Philippe Cornet

Leonard Cohen, Docteur No

Philippe Cornet Journaliste musique

En refusant le titre de Docteur Honoris Causa de l’Université de Gand, Leonard Cohen confirme que la musique n’est pas une olympiade d’excellence.

La chronique de Philippe Cornet

Le 18 août, Leonard Cohen boucle une série de cinq concerts complets sur une place gantoise: 40 000 fans viennent d’y applaudir ses Old Ideas, nom de baptême d’une tournée mondiale également triomphale. Chaudes comme la braise, les autorités académiques de l’université locale profitent de la « gantisation » du vieux poète juif canadien et lui proposent le titre Honoris Causa, brevet honorifique précédemment accepté par Kofi Annan, Desmond Tutu et Bob Geldof. Réaction du barde de Montréal: « Cohen nous a rapidement fait savoir que c’était très gentil de notre part (sic) mais que ce n’était pas nécessaire. » Aucune photo n’est disponible du bourgmestre de Gand -le socialiste Daniël Termont- ou du recteur Paul Van Cauwenberghe, mais on peut imaginer leurs mâchoires déconfites par tant d’ingratitude. Même si Cohen a déjà précédemment refusé des babioles lettrées -en 1968, le Governor General’s Award canadien récompensant la poésie ou drame en langue anglaise-, il en a aussi accepté tout un arsenal, allant de l’Ordre du moine bouddhiste Rinzai (1996) au prestigieux Prix Glenn Gould (2011). Alors, l’académisme flamouche n’est-il pas assez bien pour le libertin sexophile ou, simplement, le libellé de « Docteur » s’avère-t-il incompatible avec son statut de guérisseur de maux par les mots? Ne faites jamais confiance à un type qui accepte en 2010 le Porin Award de Croatie dans la catégorie des programmes vidéo étrangers (…) et qui boude la distinction de la Flandre pensante.

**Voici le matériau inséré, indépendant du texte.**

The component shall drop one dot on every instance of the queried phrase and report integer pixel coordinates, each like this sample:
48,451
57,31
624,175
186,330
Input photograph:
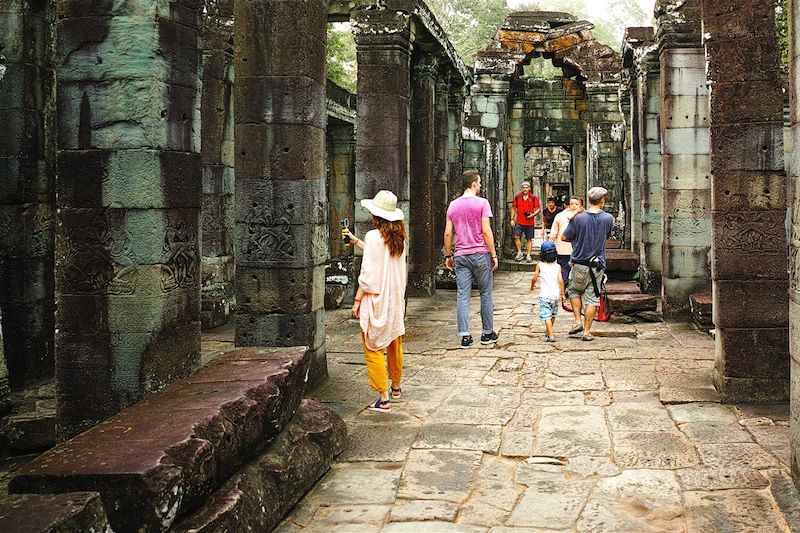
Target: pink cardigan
383,280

Et si on laissait les médailles aux vieux combattants et autres occupants de tranchées rouillées? C’est communément le cas, jusqu’en 1965, lorsque les Beatles acceptent la MBE -Most Excellent Order Of The British Empire-, degré minimum de l’ordre honorifique instauré en 1917 par George V. La première couille dans le royal potage surgit en 1969, lorsque Lennon renvoie sa médaille à la reine parce qu’il n’approuve ni la politique britannique de soutien à la guerre du Vietnam, ni l’implication de son pays dans le conflit du Biafra.

Sir Mick

Alors que penser de Mick Jagger recevant le titre de Chevalier de la Reine d’Angleterre en 2002, devenant Sir Mick et déclenchant logiquement la raillerie de son faux frère K. Richards? Ou d’Iggy Pop, bombardé en 2003 Officier des arts et lettres par Jean-Jacques Aillagon, proche de Jacques Chirac qui, c’est sûr, adorait le punk crasseux des Stooges. Ou d’Arno, affublé -comme Lou Reed, Björk ou Bob Dylan- de la même médaille institutionnelle? Les ministres et autres serviteurs officiels de l’Etat français ou anglais (ou autre) attendent généralement 20, 30 ou 40 ans de carrière rock (…) avant de reconnaître, trois guerres plus tard, le pouvoir de la musique. Quelle audace. Confirmant que comme Bowie -acceptant le titre de Commandeur de l’Ordre des Arts et Lettres en 1999 mais refusant toute distinction anglaise en 2000 et 2003-, le rock est une girouette qui dit une fois non et deux fois oui.